Я сидела в кресле, зажатая со всех сторон тучными мужчинами, от которых пахло чем-то животным, в забитом душном зале, куда пришли накрашенные нарядные девушки и спинки у стульев мягко прогинались от напряжения тела, а свет был тусклым и все люди приятными и блаженными.

Но их не было.

Я купила какой-то билет с рук, так как в продаже больше не оставалось, дрожащими руками сдавала вещи в гардероб, уже подсознательно зная, что их здесь нет и не будет. Но я ждала. Ждала ночь и день, ходила вокруг манускриптов на выставке в Эрмитаже и мечтательно перелистывала забитые миниатюрами страницы каких-то четверичных армянских Евангелий.

Но их не было. Они просто не приехали.

А потом я бродила по Марсову полю в лужах и полнейшем затмении мозга, разговаривая вслух с Лешей Кульбиным и древними миниатюристами, украшавшими затейливыми тончайшими львами и грифами эти загадочные Евангелия….И львы были как живые и похожие на прозрачный голубой фарфор, и женщины кормили овец грудью, и молодые, безбородые лица святых с потрескавшихся фресок… И разрушенные храмы…

Спектакль был ужасным. До последнего я бороздила глазами окружающее пространство, надеясь увидеть тех, к кому пришла. В каждое человеческое существо я заглядывала с немым вопросом — где они? Но все были немы. Жалея себя я даже поплакала — но так… Для бутафории…

Больнее всего было все дальнейшее смотреть — какую-то порнографию про русскую деревеньку, где армянские актеры изображали пьяных трактористов на завалинке, скача по сцене в кепках и гармошках. Мне было гнусно, противно, бесконечно разочарованно.
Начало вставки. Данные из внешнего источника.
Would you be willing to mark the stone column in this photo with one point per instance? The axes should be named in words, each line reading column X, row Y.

Я пришла к ним… К Параджанову, к загадочному Евангелию и каменным крестам с обглоданными ветром краями, к ноющему дудуку и грусти, которые я видела. Но на сцене упрямо пытались веселиться под банальные анекдоты. Хоть и с плачущими глазами.

А потом я ползла к метро, убежав с антракта, и мне хотелось скулить от обиды.

Да, никто меня не обижал, но порой одиночество втаптывает в землю. И ты бежишь, немая, к тем, ктo любят. Но они любят что-то вне тебя, не видя.

Холодно…

Когда мне плохо я танцую.

В голове.

В какой-то капсуле мозга я танцую от отчаяния и обиды под странную, раздирающую мозг музыку из ритмов телефонных гудков в трубке, колесного тарахтения метро, речитатива висящих на поручнях подростков, своего нервного перебирания коленками и завывания города.

Я КОРЧУСЬ, скребусь по прозрачным стенкам капсулы под собственный industrial -хит, а поверхность вибрирует и влажнеет от застилающих глаза слез.

Это МОЙ танец, когда уже нет сил ни писать, ни рисовать.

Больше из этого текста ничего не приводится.